Я думаю о том, как дед на следующий день после исчезновения Опалько общался с компетентными органами. Что они у него спрашивали? В какой тональности? И главное – что он отвечал? Как прикидывался ничего не ведающим руководителем? Ведь это его непосредственный подчиненный и друг исчез. Ведь Ивана Ивановича могли арестовать вместо Опалько. Или на Дальнем Востоке, да еще на БАМлаге, где вольного с трудом можно было отличить от зэка, нравы органов парадоксальным образом были мягче? И потом спустя эти самые полгода стало же очевидно, что между Колесниковым и Опалько был сговор: явно они вместе придумали, чтобы Константин Иванович отправился в Москву, в ЦК партии, правду искать. Значит, органы поняли, что сговор был, что Колесников покрывал потенциального преступника, который, правда, оказался в свете борьбы с перегибами не преступником, а героем… Это же Шекспир…
Второй факт из дедовской частной биографии, поразивший меня, когда я нашел соответствующий документ – это уже было в 1960-е: Иван Иванович жил, ночевал – в простом бытовом смысле слова – на работе, чтобы свежеиспеченная семья – его дочь и ее муж – имели возможность проживать в квартире. Главный арбитр Госарбитража, на минуточку! А документ, собственно, касался просьбы об улучшении жилищных условий.
Еще осталось трогательное фото с моим братом Сережей: они заговорщически увлечены, что-то разыскивают в лесу. Дед – с его грубо вылепленным, с правильными пропорциями русским лицом и типично еврейский тощий мальчик лет 10–11 – внук.
Я всегда больше думал о другом деде, которого тоже не знал, поскольку он сгинул в Вожаеле, Коми АССР в 1946 году, куда его посадили в 1938-м – считалось, что я на него похож не только внешне, но и характером. От него, архитектора, осталось множество фотографий и материальных свидетельств. И еще огромный свод писем из Вожаеля.

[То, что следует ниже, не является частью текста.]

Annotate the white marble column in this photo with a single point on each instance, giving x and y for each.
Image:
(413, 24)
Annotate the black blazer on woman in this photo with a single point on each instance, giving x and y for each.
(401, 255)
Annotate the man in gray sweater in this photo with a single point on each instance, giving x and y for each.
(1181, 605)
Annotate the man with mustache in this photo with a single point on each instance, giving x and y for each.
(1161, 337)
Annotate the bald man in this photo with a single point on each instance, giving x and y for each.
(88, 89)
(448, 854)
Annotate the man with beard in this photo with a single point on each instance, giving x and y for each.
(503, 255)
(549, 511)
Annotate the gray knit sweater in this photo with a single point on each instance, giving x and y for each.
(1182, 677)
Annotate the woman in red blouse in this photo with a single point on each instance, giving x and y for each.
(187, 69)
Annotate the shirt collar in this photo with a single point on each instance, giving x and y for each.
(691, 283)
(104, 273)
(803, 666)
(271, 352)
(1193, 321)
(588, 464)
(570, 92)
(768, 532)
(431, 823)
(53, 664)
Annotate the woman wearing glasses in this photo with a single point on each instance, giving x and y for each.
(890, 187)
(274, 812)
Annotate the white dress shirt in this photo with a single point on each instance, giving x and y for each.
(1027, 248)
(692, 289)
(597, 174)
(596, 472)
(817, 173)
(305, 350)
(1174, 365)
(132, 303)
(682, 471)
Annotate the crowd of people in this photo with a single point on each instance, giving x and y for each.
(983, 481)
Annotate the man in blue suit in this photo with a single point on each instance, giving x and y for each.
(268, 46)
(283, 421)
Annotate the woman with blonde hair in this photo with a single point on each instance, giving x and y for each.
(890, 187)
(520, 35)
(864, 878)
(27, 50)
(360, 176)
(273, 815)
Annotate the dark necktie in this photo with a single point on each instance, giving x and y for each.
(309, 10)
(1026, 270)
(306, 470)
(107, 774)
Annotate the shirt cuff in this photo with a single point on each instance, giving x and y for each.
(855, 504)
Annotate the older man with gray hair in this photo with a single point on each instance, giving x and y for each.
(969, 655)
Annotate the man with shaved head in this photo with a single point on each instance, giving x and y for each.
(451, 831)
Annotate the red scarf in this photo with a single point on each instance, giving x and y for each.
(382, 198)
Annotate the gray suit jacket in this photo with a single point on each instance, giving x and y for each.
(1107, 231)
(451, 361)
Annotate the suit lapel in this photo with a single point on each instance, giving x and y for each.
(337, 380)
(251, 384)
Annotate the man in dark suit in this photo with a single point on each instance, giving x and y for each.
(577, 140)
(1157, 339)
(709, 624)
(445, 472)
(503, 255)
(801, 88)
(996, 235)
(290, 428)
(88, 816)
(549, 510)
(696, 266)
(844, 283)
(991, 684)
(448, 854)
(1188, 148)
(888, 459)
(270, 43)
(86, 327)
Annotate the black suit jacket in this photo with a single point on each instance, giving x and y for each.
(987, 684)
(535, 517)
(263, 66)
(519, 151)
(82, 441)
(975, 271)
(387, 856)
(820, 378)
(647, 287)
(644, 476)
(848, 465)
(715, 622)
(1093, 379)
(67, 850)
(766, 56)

Отношение к Сталину – в любой из двух семей, русской и еврейской, – нельзя, судя по всему, назвать положительным или отрицательным: как, например, относиться к погоде, которая свойственна тому месту, где ты живешь? Плохая погода, а что делать? Так и жили, разделяя «справедливость строя» и перегибы вождя. Привычный, в том числе и политически, уклад жизни и «эксцессы исполнителей». Наверное, отделяли Сталина как институциональную часть строя, «зонтичный бренд» системы, и Сталина как провокатора несправедливых арестов. Естественно, вслух или в письмах об этом никто не говорил и не писал. Конформизм был естественной средой жизни. А потом… Потом и сам отец, женившийся на еврейке, в разгар борьбы с космополитами, стал представителем когорты, которую называли «Дети XX съезда».